Sorry, sent early… ignore that and try this version.

> 
> On Jan 31, 2020, at 19:58, Andrew Barnert <abarn...@yahoo.com> wrote:
> 
> Here’s a concrete proposal.
> 
tl;dr: `nameof x == "x"`, and `nameof x.y == "y"`.

Rationale:

Even though as far as Python is concerned `nameof x.y` is identical to `"y"`, 
it can make a difference to human readers—and to at least two classes of 
automated tools.

When refactoring code to rename something, there is no way to tell whether a 
string—or a substring in a larger string—that matches the name should be 
changed. But a nameof expression is unambiguously a reference to the name, and 
therefore the tool knows that it needs to change.

For example:

    class Spam:
        cheese = 10
        def __repr__(self)
            return f"<{type(self).__name__} at {id(self)} {nameof self.cheese}: 
{self.cheese}>"

If I ask my IDE to rename cheese to beans, that `nameof self.cheese` is 
unambiguous: it clearly should be changed to `nameof self.beans`. If I had just 
included the substring “cheese” within the string, it would need some kind of 
heuristics or trained AI or something to figure that out.

Similarly for this example:

    rpc.register(nameof spam, spam)

Again, if I just used the string "spam", renaming the function spam to eggs 
would be ambiguous.

And if I used spam.__name__, this would be unambiguous, but potentially 
incorrect. For example:

    spam = SpamHandler.handle
    rpc.register(spam.__name__, spam) # oops

A second use is static type checkers. If a type checker sees `nameof 
spam.eggs`, it can apply whatever rules it would use for `spam.eggs` itself. 
For example, if it can figure out the type or `spam`, and that type declared 
its attributes, and there is no attribute named `eggs`, this can be a static 
type error.

Grammar:

    atom ::= identifier | literal | enclosure | nameof_atom
    nameof_atom ::= "nameof" nameof_name
    nameof_name ::= identifier | attributeref

Semantics:

The value of nameof_atom is a string: the name of the identifier itself for the 
first case, or of the identifier after the dot for the second case. The string 
value is semantically identical to a literal for the same string, so `nameof 
foo.bar` and `"bar"` should be compiled to identical code. There is no 
difference to Python, only to human readers and automated tools.

Compatibility:

Because `nameof` is a valid identifier today, there may be code that uses it as 
a variable name. This means the usual 3-version __future__ schedule is probably 
needed. And a search through public code to make sure it isn’t a lot more 
common than you’d expect.

Alternatives:

Why no parentheses? Because in Python, only function calls take parentheses. In 
C# (where this feature originated) there are other compile-time operators like 
sizeof that take parens, and ultimately this goes back to making those 
operators look like calls to preprocessor macros in 1970s C; that isn’t 
relevant in Python, so requiring parens would just be confusing for no benefit.

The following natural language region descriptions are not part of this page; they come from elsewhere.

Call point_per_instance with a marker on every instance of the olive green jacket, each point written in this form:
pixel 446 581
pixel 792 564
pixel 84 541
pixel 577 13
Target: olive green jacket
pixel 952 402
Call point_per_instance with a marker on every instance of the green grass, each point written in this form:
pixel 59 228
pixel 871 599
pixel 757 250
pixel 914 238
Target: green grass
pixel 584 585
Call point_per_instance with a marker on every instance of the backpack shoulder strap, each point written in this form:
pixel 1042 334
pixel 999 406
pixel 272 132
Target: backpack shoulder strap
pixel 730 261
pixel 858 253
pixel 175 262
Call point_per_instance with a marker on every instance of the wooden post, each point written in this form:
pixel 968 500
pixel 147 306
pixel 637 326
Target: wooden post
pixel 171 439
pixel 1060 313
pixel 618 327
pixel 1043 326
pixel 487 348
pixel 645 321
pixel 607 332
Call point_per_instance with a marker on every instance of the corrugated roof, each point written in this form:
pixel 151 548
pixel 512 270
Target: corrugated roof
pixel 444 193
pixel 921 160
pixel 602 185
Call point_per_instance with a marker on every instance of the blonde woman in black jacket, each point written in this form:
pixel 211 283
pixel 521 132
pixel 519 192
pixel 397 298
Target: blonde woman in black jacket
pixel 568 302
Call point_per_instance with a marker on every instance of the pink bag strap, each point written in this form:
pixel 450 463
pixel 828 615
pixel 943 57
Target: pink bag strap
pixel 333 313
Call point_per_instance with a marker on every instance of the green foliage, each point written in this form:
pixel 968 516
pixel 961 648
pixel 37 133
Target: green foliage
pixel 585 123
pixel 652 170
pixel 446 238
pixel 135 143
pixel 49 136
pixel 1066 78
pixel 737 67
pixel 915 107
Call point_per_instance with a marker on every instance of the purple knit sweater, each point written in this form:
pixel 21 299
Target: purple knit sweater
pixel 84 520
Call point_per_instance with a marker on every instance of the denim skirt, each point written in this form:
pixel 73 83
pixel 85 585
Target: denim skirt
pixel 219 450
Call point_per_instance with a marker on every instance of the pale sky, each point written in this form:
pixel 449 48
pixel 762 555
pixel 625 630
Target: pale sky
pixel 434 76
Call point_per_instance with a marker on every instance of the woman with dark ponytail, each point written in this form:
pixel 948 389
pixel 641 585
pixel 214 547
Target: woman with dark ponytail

Why no runtime behavior? Because there’s nothing that could reasonably be 
checked. Unlike C#, Python doesn’t have “variables” at runtime; it just has 
names bound to objects in namespaces. Given an object, there is no way to know 
what name you used to access it. Also, Python attributes are completely 
dynamic—in C#, `spam.eggs` means something like “the int-typed value found 
between 4 and 8 bytes after the start of `spam` in memory”; in Python, it means 
“the result of calling getattr(spam, 'eggs'), which could be any arbitrary 
code”. Even if it were possible, it’s not clear what the benefit would be, and 
without someone making a case for a benefit, it’s not worth trying to come up 
with something clever in the first place.